The sheriff said that due to a hiring freeze on his department, the agency is approaching 1,000 vacancies, and he is more than willing to pull the 300 deputies currently assigned to the transit system and shift them to other duties to help fill the void.
“We have all of the personnel that are dedicated to the system — I have three jobs waiting for every single deputy,” he said. “… I have the ability and the need to actually redeploy the personnel where they’re actually going to be sworn peace officers working as cops, actually saving lives, preventing crime from occurring and solving crimes that occur. This is all about public safety.”
He claimed the sheriff’s department contract proposal will be $30 million cheaper than Metro’s current policing contracts. But he said full enforcement authority on the transit system will be required, and the issue “is not negotiable.”
“It’s going to be a contract where we’re going to enforce the code of conduct, fare evasion and the rule of law,” he said. “That’s what we’re going to do.”
Metro officials could not be reached for immediate comment.
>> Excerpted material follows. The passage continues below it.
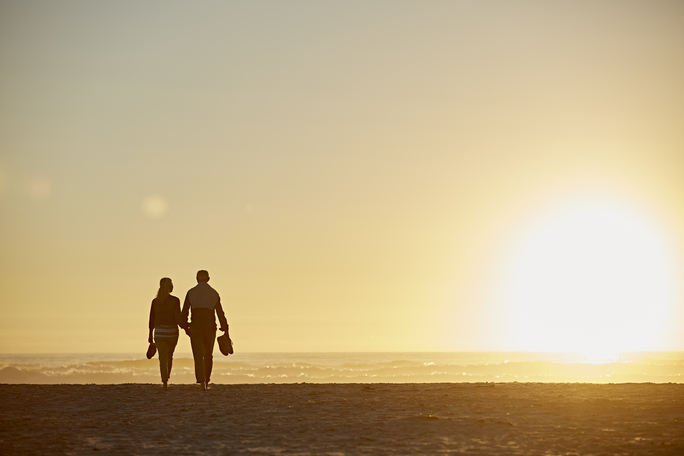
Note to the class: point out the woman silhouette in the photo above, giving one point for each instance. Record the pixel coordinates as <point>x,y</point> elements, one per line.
<point>165,316</point>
Metro’s Board of Directors in December increased its law-enforcement contract budgets, but also continued efforts to move toward a more community-based approach to public safety, relying on ambassadors and security guards to respond to basic conduct violations, rather than armed law-enforcement. The effort began in the aftermath of George Floyd’s death, which set off a national re-evaluation of policing.
Metro’s vision includes efforts such as transit ambassadors, elevator attendants and a flexible dispatch system to enable a response by homeless outreach workers, mental health specialists and unarmed security personnel. Transit ambassadors would be trained in de-escalation and customer service to support transit workers and riders.
Villanueva pointed to various recent high-profile crimes on the Metro system, including people being pushed in front of oncoming trains by homeless people, shootings of passengers aboard trains, a recent knife attack at the Willowbrook station and a recent case of a homeless person who died on a train but wasn’t discovered for six hours. He said Tuesday’s shooting aboard a New York subway train highlighted the need for comprehensive security systems on transit lines.